A MAJOR exhibition of prints by Renaissance artist Albrecht Durer opened at the Lady Lever Art Gallery on Friday.
Durer, who lived from 1471 to 1528, was the first great artist to achieve fame through prints, and earned his Europe wide reputation while still in his 20s.
Entitled Durer and Italy, the exhibition carries engraved classics by the Nuremburg born pioneer, alongside Italian works by his contemporaries.
Fascinated by Italy from an early age, Durer first visited in 1494 and stayed there between 1505 and 1507.
He promoted himself as an artist, met engravers and studied perspective, a technique then unknown in Germany.
He would go on to produce two distinct types of prints.
Cheap woodcuts, often sold as bound sets, were aimed at the popular market while his, more expensive, detailed engravings appealed to fellow artists and collectors.
Sandra Penketh, head of the Lady Lever said: “Durer is the greatest artist of the Northern Renaissance whose work has never been out of favour. These wonderful prints demonstrate how far his influence reached in his lifetime and beyond.”
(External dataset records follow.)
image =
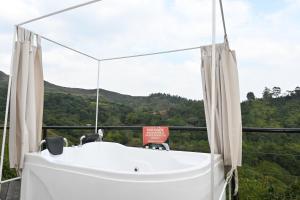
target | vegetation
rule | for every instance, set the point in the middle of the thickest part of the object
(271, 162)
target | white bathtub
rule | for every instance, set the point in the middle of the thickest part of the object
(110, 171)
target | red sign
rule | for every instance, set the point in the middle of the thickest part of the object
(155, 134)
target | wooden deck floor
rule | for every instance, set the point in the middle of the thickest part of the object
(11, 190)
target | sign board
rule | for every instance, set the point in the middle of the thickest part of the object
(155, 134)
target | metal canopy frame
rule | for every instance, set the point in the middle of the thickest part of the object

The exhibition features 24 prints in total, eleven of which are by Durer.
They include his well-known images, the Fall of Man (Adam and Eve), The Prodigal Son and Melancholia.
Also featured is Wenceslas Hollar’s famous etching of the artist, based on a self-portrait that hangs in the Prado Gallery, Spain.
As his reputation grew, Durer became known to Raphael, who went on to provide sketches to be engraved by artists such as Marcantonio.
His Gothic Judgement of Paris and Massacre of the Innocents, both engraved in collaboration with Raphael, provide a dry, classical contrast to Durer’s work.
Also included in the collection, loaned by the Hunterian Museum and Gallery in Glasgow, are Durer’s most popular woodcuts Passion of the Christ and Life of the Virgin.
Durer and Italy runs at the Lady Lever Art Gallery, Port Sunlight, until September 26.